One of the major reasons why you start and build a business is to be able to sell it at some time in the future for a profit.
So… What are the factors that will maximise your selling price?
It’s really important to understand this early so that you can put in place the necessary systems to ensure that you build a business that is sale-able.
I have these discussions with clients all the time. Despite the goal to maximise a potential sale price in the future, I always advise client’s to assume that they get nothing for their business when they want to get out. This way we ensure that wealth building strategies are put in place along the journey, harvesting the profits and cash flow to build assets outside the business. This is really important due to the fact that there could be a major economic downturn or some other event at the time you wish to sell – the result, there may not be a market to sell to or a severely depressed market resulting in a substantially reduced selling price.

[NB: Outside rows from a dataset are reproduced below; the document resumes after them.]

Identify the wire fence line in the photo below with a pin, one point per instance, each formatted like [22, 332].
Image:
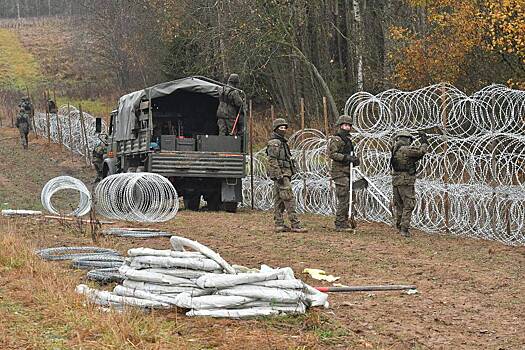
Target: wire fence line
[75, 130]
[471, 183]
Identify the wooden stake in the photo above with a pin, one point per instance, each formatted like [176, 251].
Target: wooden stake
[70, 131]
[325, 115]
[303, 152]
[48, 122]
[251, 154]
[83, 130]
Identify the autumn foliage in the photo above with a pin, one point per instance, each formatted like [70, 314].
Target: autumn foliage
[458, 37]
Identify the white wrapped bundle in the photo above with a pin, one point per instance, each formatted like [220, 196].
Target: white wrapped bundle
[163, 252]
[179, 243]
[108, 298]
[225, 281]
[182, 273]
[160, 289]
[282, 284]
[167, 262]
[152, 277]
[136, 293]
[265, 293]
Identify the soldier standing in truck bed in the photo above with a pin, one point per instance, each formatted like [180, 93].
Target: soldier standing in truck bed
[22, 123]
[230, 112]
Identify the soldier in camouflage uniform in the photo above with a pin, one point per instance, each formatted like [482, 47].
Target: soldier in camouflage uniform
[22, 123]
[280, 169]
[98, 160]
[341, 151]
[231, 105]
[404, 161]
[51, 106]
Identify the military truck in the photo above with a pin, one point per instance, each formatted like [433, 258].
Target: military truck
[171, 129]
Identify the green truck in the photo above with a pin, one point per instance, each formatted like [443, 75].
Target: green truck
[171, 129]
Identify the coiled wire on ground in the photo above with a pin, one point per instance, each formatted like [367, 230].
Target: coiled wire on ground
[471, 182]
[70, 253]
[66, 183]
[135, 233]
[140, 197]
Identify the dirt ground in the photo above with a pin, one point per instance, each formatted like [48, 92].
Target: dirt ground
[470, 292]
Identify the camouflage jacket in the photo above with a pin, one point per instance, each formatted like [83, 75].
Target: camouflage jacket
[22, 121]
[230, 102]
[98, 153]
[404, 161]
[341, 150]
[280, 162]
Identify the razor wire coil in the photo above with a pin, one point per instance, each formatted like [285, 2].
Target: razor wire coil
[66, 183]
[471, 182]
[140, 197]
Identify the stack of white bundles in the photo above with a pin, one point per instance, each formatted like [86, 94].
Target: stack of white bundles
[201, 281]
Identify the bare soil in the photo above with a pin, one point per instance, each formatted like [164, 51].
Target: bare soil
[470, 292]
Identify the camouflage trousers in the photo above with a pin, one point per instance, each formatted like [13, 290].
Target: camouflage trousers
[23, 137]
[404, 203]
[283, 199]
[342, 192]
[226, 126]
[98, 167]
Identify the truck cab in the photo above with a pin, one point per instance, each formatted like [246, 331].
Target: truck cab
[171, 129]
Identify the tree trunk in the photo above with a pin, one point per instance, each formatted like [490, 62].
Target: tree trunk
[358, 49]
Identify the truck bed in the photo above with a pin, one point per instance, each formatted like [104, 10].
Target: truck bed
[198, 164]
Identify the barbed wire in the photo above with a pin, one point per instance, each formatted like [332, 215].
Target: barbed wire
[65, 127]
[142, 197]
[471, 182]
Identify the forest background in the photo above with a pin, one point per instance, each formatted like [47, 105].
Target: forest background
[283, 50]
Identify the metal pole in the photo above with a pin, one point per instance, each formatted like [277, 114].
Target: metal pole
[251, 155]
[366, 288]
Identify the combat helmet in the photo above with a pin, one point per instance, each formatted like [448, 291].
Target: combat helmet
[279, 122]
[234, 80]
[344, 119]
[404, 133]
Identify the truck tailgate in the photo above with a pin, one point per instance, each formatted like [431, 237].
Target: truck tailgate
[198, 164]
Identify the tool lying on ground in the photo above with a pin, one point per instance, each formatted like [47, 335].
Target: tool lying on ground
[365, 288]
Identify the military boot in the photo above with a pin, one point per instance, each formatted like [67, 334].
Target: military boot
[282, 228]
[345, 229]
[299, 229]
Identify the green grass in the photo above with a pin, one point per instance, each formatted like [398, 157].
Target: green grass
[18, 67]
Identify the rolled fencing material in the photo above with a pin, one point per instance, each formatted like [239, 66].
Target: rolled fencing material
[66, 183]
[140, 197]
[135, 233]
[70, 253]
[470, 183]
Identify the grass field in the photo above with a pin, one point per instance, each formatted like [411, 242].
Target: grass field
[471, 293]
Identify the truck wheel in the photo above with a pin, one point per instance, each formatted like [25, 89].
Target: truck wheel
[213, 201]
[192, 202]
[230, 207]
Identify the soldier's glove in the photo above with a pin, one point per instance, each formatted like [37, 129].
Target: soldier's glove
[423, 137]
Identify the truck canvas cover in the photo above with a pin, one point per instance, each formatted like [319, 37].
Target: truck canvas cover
[129, 104]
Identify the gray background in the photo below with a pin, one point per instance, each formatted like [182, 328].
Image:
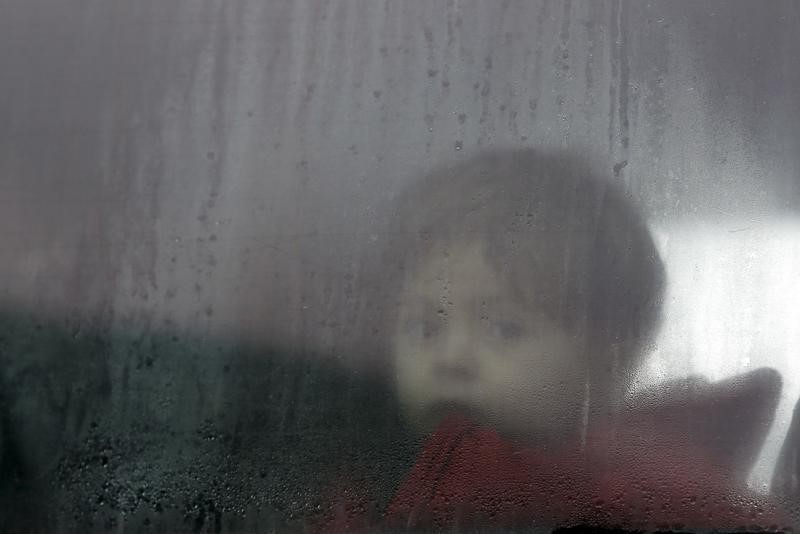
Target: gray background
[220, 166]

With this in mind, here are my tips:
- Purchasers are effectively buying future profits. Therefore, the size and regularity of profits will have a direct impact on your potential sale price. It’s not how long you’ve owned or worked in your business – sweat equity means nothing to your business value. If your business holds long term, profitable contracts, your business will almost always attract a premium when sold.
- How reliant is the business on you? The more the business is reliant on you, the less the business is likely to be worth. Purchasers in general are looking to buy a business, not a job! That is why McDonalds franchises command premium prices. People and systems run the business – not you, the owner!
- Rights to unique established brands will generally result in a premium sale price. If there are special brands that you have rights to, make sure that you tie up these rights legally.
- Unique products and/or services will always attract a premium. However, once again if there is no legal IP protection in place, the value of your business will not be maximised.
- If your business requires a high level of technical expertise to operate, your business may not be worth as much as you think. The need for high levels of expertise may make you vulnerable if this expertise is lost for some reason. A business with documented systems and training procedures will be more valuable than complex businesses requiring high skill levels.
- The more stock and/or debtor (receivables) that the business must carry, the less you will get for your goodwill. This is because a purchaser will need access to the finance to fund working capital as well as to fund the purchase of the business – thus requiring a larger investment for the purchaser.
- A business in an industry with potential to grow will potentially be worth more than one in a mature or low growth environment. However, the comfort of operating in a mature industry with predictable sales and profitability will provide comfort for some purchasers.
Of course, this list is not exhaustive. All I aim to do is make you aware of some of the factors that will influence the value of your business. Keep these in mind as you start or build your business.